There are disturbing questions from grieving family members about why New York City closed the morgues in the Bronx and Staten Island.

They were shut down two years ago, but now there are new questions about why that happened and why families are delaying funerals because of it.

When a family contacts Granby's Funeral Home in the Bronx, a funeral director from Granby's has to do some detective work.

"When a death occurs here in the Bronx, we do not know what Medical Examiner's Office we have to go and pick up the deceased from," said Ayris Granby, Funeral Director.

Ms. Granby says sometimes it's Queens, and sometimes it's Manhattan. That's because in 2015, the Medical Examiner closed its Bronx and Staten Island offices.

You may say, sure this is inconvenient for folks in the Bronx and Staten Island, but at least they are saving a lot of taxpayer money, right? No, they're not.

"There's no financial savings. All of the employees are in the three other boroughs, not in Staten Island and the Bronx, at the consolidated sites, so there's really no expense budget money that they're saving," said Councilman Jimmy Vacca, (D) Bronx.

A spokesman for the Office of the Chief Medical Examiner's Office says the new system is more efficient.

"On average," she said, "It takes less than 45 minutes for funeral directors to complete the checkout process at any of the mortuary locations." and, that may be true, but...

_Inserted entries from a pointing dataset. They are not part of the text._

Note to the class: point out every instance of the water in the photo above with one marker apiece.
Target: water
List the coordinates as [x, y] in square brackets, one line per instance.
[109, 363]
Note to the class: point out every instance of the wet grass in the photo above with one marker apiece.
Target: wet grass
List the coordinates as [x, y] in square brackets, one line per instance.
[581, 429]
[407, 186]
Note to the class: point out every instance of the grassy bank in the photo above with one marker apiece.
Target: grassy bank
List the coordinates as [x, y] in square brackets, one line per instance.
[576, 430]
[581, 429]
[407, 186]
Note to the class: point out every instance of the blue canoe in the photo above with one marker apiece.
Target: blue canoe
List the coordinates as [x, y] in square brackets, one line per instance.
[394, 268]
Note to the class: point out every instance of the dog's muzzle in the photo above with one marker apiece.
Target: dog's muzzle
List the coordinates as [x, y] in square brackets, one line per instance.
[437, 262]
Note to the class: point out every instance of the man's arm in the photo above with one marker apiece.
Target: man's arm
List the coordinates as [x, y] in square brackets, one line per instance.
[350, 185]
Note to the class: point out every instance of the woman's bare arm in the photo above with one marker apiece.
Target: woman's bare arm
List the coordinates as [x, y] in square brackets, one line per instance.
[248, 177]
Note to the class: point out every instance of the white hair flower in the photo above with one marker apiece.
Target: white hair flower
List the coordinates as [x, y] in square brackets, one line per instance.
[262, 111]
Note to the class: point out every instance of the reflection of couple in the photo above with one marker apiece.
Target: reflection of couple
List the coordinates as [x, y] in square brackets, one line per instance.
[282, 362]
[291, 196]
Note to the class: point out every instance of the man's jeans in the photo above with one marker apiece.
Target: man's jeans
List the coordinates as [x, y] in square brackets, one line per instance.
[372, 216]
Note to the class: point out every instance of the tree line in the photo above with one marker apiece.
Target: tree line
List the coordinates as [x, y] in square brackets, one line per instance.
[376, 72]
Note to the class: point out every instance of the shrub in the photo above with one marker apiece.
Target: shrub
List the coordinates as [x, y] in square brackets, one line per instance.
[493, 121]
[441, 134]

"If I'm going to Queens, it's going to take me 45 minutes just to get past the bridge in good traffic, and then to get to the Medical Examiner's office. If it's going to be in Manhattan, again, a 45 minute to a hour drive going to Manhattan," Granby said.

And that is more time the families have to wait.

"To have to wait to get confirmation where they are is exasperating, especially when a family member says, 'I want my loved one out of that morgue,'" Granby said.

"I want the city to think in human terms, and in human terms this is a decision that was inappropriate that we now can reverse," Vacca said.